In May, Israel’s security cabinet met to discuss the alleged Iranian cyberattack on Israeli water and sewage facilities that took place on April 24.
The attack caused a pump at a municipal water system in the Sharon region of central Israel to stop working. Operation resumed shortly thereafter, but it was recorded as an exceptional event, according to The New York Times.
A security company that investigated the incident found that malware caused the shutdown and the incident was reported to the Israel National Cyber Directorate and other Israeli intelligence agencies. Israeli officials found that the malware had come from one of the offensive cyberunits in the Iranian Revolutionary Guards Corps (IRGC). The attack and the quality of the attack were described as “miserable” by intelligence officials, according to the NYT.

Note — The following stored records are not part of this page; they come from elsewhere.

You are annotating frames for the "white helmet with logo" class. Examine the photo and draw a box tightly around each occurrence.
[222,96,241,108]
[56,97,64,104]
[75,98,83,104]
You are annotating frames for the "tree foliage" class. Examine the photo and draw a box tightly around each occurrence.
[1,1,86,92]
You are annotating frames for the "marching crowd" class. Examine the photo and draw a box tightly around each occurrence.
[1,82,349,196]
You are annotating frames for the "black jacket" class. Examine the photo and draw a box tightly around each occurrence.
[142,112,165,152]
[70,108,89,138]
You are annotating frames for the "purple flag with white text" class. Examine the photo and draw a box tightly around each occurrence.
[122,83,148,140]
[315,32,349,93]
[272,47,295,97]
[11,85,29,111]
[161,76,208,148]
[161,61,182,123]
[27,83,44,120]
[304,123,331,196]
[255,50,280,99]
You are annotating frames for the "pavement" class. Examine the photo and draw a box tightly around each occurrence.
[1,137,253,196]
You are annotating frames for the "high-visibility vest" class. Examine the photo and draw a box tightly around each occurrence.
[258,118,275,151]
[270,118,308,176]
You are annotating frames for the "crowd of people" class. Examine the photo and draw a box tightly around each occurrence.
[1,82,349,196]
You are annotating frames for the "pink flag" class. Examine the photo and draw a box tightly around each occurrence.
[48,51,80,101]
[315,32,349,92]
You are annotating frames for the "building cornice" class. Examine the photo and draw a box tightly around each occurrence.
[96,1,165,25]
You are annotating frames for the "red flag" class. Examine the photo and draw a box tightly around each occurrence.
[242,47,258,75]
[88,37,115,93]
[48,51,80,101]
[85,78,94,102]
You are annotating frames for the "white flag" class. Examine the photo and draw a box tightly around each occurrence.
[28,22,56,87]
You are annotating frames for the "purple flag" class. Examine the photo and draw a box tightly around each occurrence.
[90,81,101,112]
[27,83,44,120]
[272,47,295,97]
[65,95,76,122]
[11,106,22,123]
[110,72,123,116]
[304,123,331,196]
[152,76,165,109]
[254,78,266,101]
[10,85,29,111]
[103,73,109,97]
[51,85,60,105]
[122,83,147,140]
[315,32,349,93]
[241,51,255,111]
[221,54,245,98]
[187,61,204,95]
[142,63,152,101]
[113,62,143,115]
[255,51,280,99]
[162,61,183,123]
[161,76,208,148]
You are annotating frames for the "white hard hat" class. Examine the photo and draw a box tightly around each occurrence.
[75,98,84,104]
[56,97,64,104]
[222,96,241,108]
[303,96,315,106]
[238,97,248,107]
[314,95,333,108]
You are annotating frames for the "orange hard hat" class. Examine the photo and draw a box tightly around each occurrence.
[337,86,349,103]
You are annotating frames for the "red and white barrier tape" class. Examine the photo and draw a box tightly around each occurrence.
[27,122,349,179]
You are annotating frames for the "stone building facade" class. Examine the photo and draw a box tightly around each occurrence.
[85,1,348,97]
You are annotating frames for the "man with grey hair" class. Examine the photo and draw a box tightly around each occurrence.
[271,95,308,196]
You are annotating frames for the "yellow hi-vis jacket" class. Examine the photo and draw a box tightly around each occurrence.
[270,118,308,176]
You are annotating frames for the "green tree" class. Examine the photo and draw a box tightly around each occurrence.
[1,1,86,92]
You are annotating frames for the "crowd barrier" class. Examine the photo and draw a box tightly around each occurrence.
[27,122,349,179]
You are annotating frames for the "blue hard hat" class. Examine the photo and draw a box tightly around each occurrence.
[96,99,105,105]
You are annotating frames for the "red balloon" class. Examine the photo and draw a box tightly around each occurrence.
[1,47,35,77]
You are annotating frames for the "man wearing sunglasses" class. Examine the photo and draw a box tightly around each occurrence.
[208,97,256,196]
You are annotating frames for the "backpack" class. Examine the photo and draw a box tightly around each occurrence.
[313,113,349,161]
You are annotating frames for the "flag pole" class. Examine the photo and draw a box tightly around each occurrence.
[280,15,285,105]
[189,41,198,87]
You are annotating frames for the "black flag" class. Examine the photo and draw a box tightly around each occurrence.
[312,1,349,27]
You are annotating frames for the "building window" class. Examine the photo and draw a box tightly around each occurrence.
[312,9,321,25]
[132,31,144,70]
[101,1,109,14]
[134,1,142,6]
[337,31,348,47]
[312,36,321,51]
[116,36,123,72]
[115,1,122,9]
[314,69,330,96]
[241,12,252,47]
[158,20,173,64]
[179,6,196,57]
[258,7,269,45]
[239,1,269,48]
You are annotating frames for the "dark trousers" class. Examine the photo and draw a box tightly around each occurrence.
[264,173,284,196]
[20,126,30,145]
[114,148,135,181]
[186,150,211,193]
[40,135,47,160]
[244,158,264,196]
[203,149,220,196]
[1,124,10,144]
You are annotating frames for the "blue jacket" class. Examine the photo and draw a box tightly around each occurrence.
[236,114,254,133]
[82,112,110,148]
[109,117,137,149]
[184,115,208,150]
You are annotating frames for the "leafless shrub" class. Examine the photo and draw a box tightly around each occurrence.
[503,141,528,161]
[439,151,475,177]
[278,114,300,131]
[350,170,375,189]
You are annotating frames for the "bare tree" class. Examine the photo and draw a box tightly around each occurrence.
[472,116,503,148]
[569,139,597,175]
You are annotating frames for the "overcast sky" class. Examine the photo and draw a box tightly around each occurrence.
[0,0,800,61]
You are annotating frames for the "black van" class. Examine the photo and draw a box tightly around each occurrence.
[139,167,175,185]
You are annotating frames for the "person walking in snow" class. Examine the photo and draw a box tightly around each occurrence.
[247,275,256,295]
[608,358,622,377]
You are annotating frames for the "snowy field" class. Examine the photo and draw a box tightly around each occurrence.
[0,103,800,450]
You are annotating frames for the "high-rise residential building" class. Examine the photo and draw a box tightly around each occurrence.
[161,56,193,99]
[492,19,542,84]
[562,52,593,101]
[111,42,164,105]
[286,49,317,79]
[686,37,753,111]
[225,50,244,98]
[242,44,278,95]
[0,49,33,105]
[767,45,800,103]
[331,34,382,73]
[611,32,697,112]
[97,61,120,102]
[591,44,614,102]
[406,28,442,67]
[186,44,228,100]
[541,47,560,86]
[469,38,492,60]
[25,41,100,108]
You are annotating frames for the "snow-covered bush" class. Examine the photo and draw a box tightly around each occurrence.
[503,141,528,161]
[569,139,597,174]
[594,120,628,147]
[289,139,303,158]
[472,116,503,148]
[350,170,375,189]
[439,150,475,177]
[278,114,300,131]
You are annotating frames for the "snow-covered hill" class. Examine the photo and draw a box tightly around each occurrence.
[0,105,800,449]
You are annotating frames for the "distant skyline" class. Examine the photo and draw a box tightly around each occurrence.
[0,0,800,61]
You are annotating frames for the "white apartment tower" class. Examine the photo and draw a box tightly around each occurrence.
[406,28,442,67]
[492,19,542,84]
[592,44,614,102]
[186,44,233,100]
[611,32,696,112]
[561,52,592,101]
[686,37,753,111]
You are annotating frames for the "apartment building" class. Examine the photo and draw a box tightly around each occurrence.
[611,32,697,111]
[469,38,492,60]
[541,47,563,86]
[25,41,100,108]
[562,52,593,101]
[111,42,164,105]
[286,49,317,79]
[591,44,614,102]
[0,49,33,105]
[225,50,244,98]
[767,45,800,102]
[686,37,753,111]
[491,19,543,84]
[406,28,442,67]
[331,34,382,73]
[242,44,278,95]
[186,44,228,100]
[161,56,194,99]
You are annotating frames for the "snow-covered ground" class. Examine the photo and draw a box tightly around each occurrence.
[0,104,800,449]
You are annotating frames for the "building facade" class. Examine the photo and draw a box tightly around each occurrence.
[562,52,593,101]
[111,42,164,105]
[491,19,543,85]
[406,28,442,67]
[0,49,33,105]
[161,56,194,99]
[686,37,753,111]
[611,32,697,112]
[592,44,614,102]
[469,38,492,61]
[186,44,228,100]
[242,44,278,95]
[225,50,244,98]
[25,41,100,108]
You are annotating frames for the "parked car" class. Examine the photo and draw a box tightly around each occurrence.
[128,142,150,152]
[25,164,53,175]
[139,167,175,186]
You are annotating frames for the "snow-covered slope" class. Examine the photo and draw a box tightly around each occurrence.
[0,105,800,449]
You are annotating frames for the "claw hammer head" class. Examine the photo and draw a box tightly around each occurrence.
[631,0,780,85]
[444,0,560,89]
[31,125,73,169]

WHILE ONE intelligence official said that Israel hopes the attack on the port will end the current cyber exchange, an intelligence assessment stated that the IRGC could respond with another attack on the Jewish state.
Israeli security officials instructed sensitive facilities and national infrastructure to increase awareness and alertness amid fears of a cyberattack by Iran or a pro-Iranian group after reports about Israel’s involvement in the cyberattack on the Iranian port were published, according to Walla news.
Two weeks ago, a cyberattack targeted hundreds of Israeli websites that were hosted on one hosting service, replacing the websites with an anti-Israel video and message. A second attack on the same day targeted factories with ransomware attacks in an attempt to shut down production lines. Israeli research centers working on a vaccine for the novel coronavirus were also targeted by a cyberattack that day, according to Channel 12.
As of last week, there was no indication that Iran stood behind the cyberattack on Israeli websites. Cybersecurity firm Checkpoint Software Technologies told The Jerusalem Post that the attack was conducted by nine attackers who have been operating since April. Their profiles seem to connect them to Turkey, North Africa and the Gaza Strip. “This doesn’t mean there aren’t more, but we don’t know [enough] to confirm an Iranian operation at this stage,” he said.
Checkpoint explained that the cyberattacks last week did not seem especially unusual and similar ones happen almost every day. The attacks were also expected as they occurred around Al-Quds Day (Iran’s Jerusalem Day), when hackers from the Muslim world often organize cyberattacks on Israel.
Little information was available on the other two cyberattacks reported on the same day, and it was unclear if they were carried out by the same attackers.